Esempio di foto con la presenza dell'autore del reportage



Documentazione tecnica

In questa sezione occorre riportare con precisione tutta la attrezzatura tecnica adoperata per il reportage.

Esempio. Per il reportage sono state utilizzati i seguenti strumenti:

- Nikon d7000 - Nikon 70- 200mm f/2,8 AF-S VR II

- Canon EOS 7D 17/55 f2.8 e 70/200 f4 IS

- (nel nostro caso bastano una macchina fotografica compatta o uno smartphone)

- Macbook Pro Late 2013

- Hard disk Western Digital Elements 2.0 GB

- Registratore portatile Sony ICDPX333

Documentazione della esperienza/processo

In questa sezione vengono spiegati in modo dettagliato iruoli e tempi di ciascuno nella realizzazione del progetto.

Esempio.
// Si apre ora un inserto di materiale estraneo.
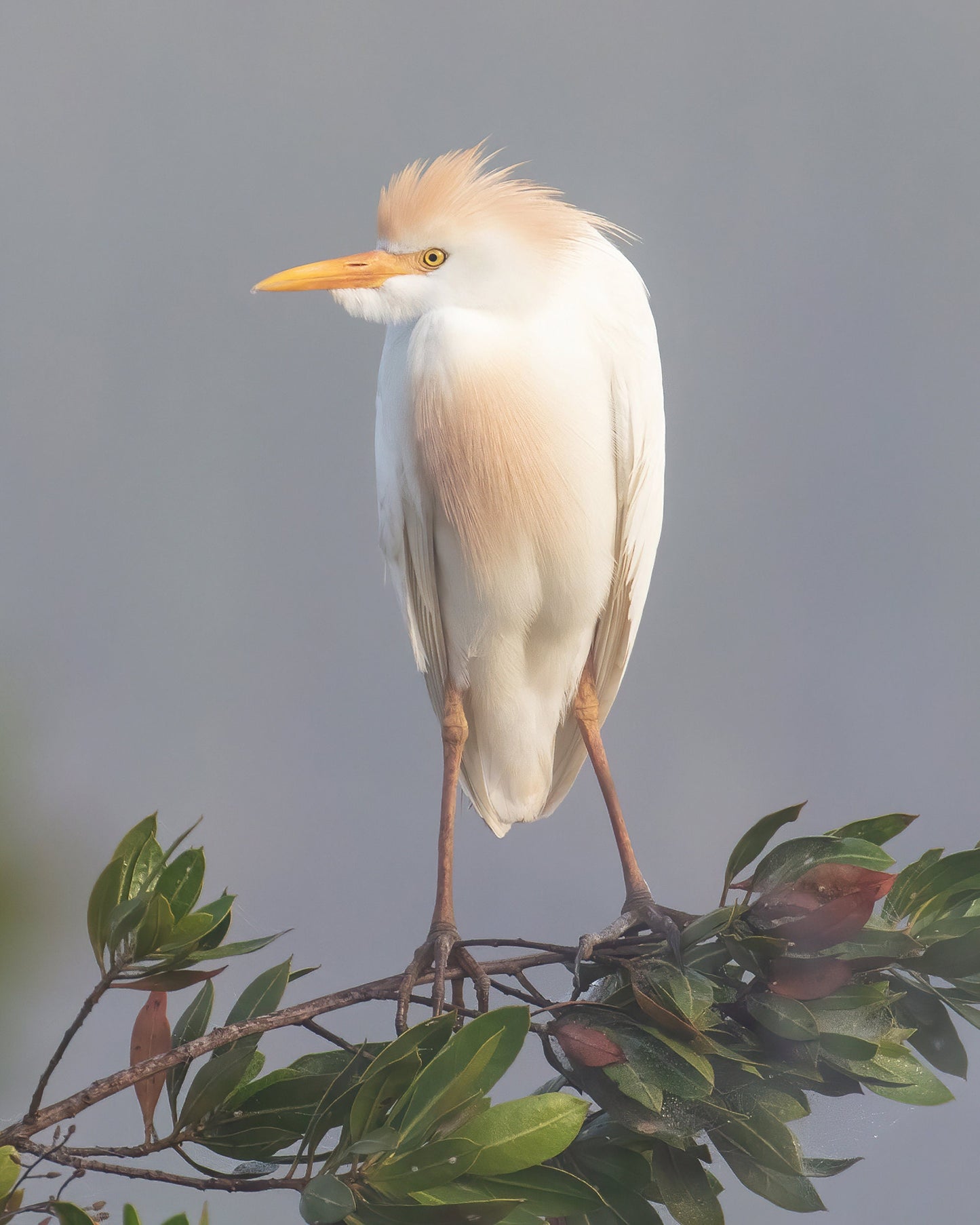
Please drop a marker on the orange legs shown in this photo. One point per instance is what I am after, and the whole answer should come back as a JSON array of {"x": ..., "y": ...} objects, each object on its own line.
[
  {"x": 442, "y": 947},
  {"x": 638, "y": 910}
]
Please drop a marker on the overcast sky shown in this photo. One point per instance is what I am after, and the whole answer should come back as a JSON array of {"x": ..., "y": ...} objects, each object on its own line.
[{"x": 193, "y": 615}]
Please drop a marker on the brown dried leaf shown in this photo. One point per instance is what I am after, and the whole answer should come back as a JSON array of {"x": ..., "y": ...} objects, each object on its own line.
[
  {"x": 586, "y": 1047},
  {"x": 808, "y": 978},
  {"x": 151, "y": 1035}
]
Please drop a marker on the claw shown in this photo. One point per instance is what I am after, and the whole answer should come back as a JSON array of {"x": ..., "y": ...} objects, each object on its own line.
[
  {"x": 638, "y": 913},
  {"x": 442, "y": 951}
]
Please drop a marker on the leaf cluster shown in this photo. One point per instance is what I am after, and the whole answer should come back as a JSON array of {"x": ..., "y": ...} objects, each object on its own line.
[{"x": 145, "y": 924}]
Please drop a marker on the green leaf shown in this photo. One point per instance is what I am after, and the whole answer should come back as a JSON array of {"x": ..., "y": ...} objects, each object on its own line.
[
  {"x": 517, "y": 1135},
  {"x": 707, "y": 927},
  {"x": 785, "y": 1190},
  {"x": 848, "y": 1048},
  {"x": 685, "y": 992},
  {"x": 261, "y": 996},
  {"x": 191, "y": 1026},
  {"x": 104, "y": 898},
  {"x": 10, "y": 1170},
  {"x": 468, "y": 1065},
  {"x": 145, "y": 868},
  {"x": 168, "y": 980},
  {"x": 69, "y": 1214},
  {"x": 325, "y": 1201},
  {"x": 469, "y": 1213},
  {"x": 132, "y": 842},
  {"x": 878, "y": 830},
  {"x": 784, "y": 1017},
  {"x": 604, "y": 1159},
  {"x": 923, "y": 1088},
  {"x": 752, "y": 842},
  {"x": 544, "y": 1191},
  {"x": 395, "y": 1068},
  {"x": 380, "y": 1089},
  {"x": 381, "y": 1140},
  {"x": 790, "y": 860},
  {"x": 216, "y": 1081},
  {"x": 761, "y": 1140},
  {"x": 203, "y": 928},
  {"x": 155, "y": 928},
  {"x": 935, "y": 1035},
  {"x": 428, "y": 1167},
  {"x": 679, "y": 1068},
  {"x": 180, "y": 882},
  {"x": 878, "y": 944},
  {"x": 684, "y": 1187},
  {"x": 644, "y": 1091},
  {"x": 238, "y": 948},
  {"x": 897, "y": 902}
]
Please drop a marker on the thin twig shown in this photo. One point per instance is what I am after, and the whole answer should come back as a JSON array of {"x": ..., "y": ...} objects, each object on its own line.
[
  {"x": 91, "y": 1000},
  {"x": 331, "y": 1038},
  {"x": 180, "y": 1180},
  {"x": 106, "y": 1087}
]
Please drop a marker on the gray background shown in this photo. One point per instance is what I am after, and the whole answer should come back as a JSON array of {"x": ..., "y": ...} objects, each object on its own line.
[{"x": 193, "y": 614}]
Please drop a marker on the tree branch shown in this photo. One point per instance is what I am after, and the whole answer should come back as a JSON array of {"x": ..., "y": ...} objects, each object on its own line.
[
  {"x": 65, "y": 1156},
  {"x": 38, "y": 1120},
  {"x": 91, "y": 1000}
]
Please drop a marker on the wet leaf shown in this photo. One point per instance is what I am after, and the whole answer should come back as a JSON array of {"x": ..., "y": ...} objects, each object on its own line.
[
  {"x": 684, "y": 1187},
  {"x": 935, "y": 1036},
  {"x": 878, "y": 830},
  {"x": 10, "y": 1170},
  {"x": 783, "y": 1016},
  {"x": 468, "y": 1065},
  {"x": 923, "y": 1088},
  {"x": 326, "y": 1201},
  {"x": 793, "y": 859},
  {"x": 103, "y": 899},
  {"x": 957, "y": 958},
  {"x": 517, "y": 1135},
  {"x": 180, "y": 882},
  {"x": 753, "y": 840},
  {"x": 428, "y": 1167},
  {"x": 151, "y": 1035}
]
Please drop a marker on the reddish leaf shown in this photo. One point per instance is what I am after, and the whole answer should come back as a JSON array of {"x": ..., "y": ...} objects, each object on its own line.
[
  {"x": 826, "y": 906},
  {"x": 588, "y": 1048},
  {"x": 170, "y": 980},
  {"x": 808, "y": 978},
  {"x": 151, "y": 1035}
]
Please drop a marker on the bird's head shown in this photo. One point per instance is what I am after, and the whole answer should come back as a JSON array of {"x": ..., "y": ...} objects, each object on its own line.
[{"x": 454, "y": 233}]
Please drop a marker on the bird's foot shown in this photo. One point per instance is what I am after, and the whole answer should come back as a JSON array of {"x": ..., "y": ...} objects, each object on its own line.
[
  {"x": 442, "y": 952},
  {"x": 638, "y": 913}
]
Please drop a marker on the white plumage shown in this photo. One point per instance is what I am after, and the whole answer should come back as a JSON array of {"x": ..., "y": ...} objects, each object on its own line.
[
  {"x": 520, "y": 451},
  {"x": 575, "y": 381}
]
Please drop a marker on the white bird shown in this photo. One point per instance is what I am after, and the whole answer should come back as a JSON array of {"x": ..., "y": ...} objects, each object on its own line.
[{"x": 520, "y": 451}]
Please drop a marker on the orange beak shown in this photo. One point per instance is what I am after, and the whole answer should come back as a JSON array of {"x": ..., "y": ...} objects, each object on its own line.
[{"x": 366, "y": 271}]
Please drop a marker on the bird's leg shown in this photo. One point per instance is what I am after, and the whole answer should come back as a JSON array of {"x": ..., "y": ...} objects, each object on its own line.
[
  {"x": 442, "y": 947},
  {"x": 640, "y": 909}
]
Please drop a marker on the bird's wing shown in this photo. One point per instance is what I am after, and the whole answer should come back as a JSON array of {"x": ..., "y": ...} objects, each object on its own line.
[{"x": 638, "y": 410}]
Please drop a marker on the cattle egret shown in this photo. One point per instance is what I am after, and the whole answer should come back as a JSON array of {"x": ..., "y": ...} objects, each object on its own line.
[{"x": 520, "y": 451}]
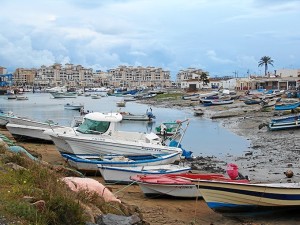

Il gruppo, formato da Lucio, Mirella, Giacomo e Linda si è incontrato in totale 4 volte:

- Lunedi 10 dalle ore 14.00 alle 17.00 (incontro preliminare I)

- Martedi 11 dalle ore 13.00 alle 14.30 (incontro preliminare II)

- Martedi 11 dalle ore 15.00 alle ore 20.00 REPORTAGE (foto, video, interviste)

- Mercoledi 12 dalle ore 17.00 alle 20.00 (incontro per sistemazione materiali I)

- Giovedi 13 dalle ore 19.00 alle 21.00 (incontro per sistemazione materiali II)

- Lucio ha curato il taglio, la prospettiva della esperienza e le interviste

- Mirella ha realizzato le fotografia e la titolazione

- Giacomo ha curato i testi e la messa online

- Linda ha reperito i materiali preparatori ed ha scritto i testi



Documentazione fotografica della esperienza

Di seguito un esempio di documentazione fotografica della esperienza. Questa sezione è come un "dietro le quinte" del processo che il gruppo ha portato avanti per realizzare il lavoro. Possono essere sufficienti 3/5 fotografie che ritraggono il gruppo al lavoro o in momenti di pausa. Di seguito alcuni esempi

Valutazione finale

La valutazione finale seguirà i seguenti indicatori

- Correttezza formale dei testi (da 1 a 5)

- Originalità del taglio della esperienza (da 1 a 5)

- Accuratezza del materiale fotografico scelto (da 1 a 5)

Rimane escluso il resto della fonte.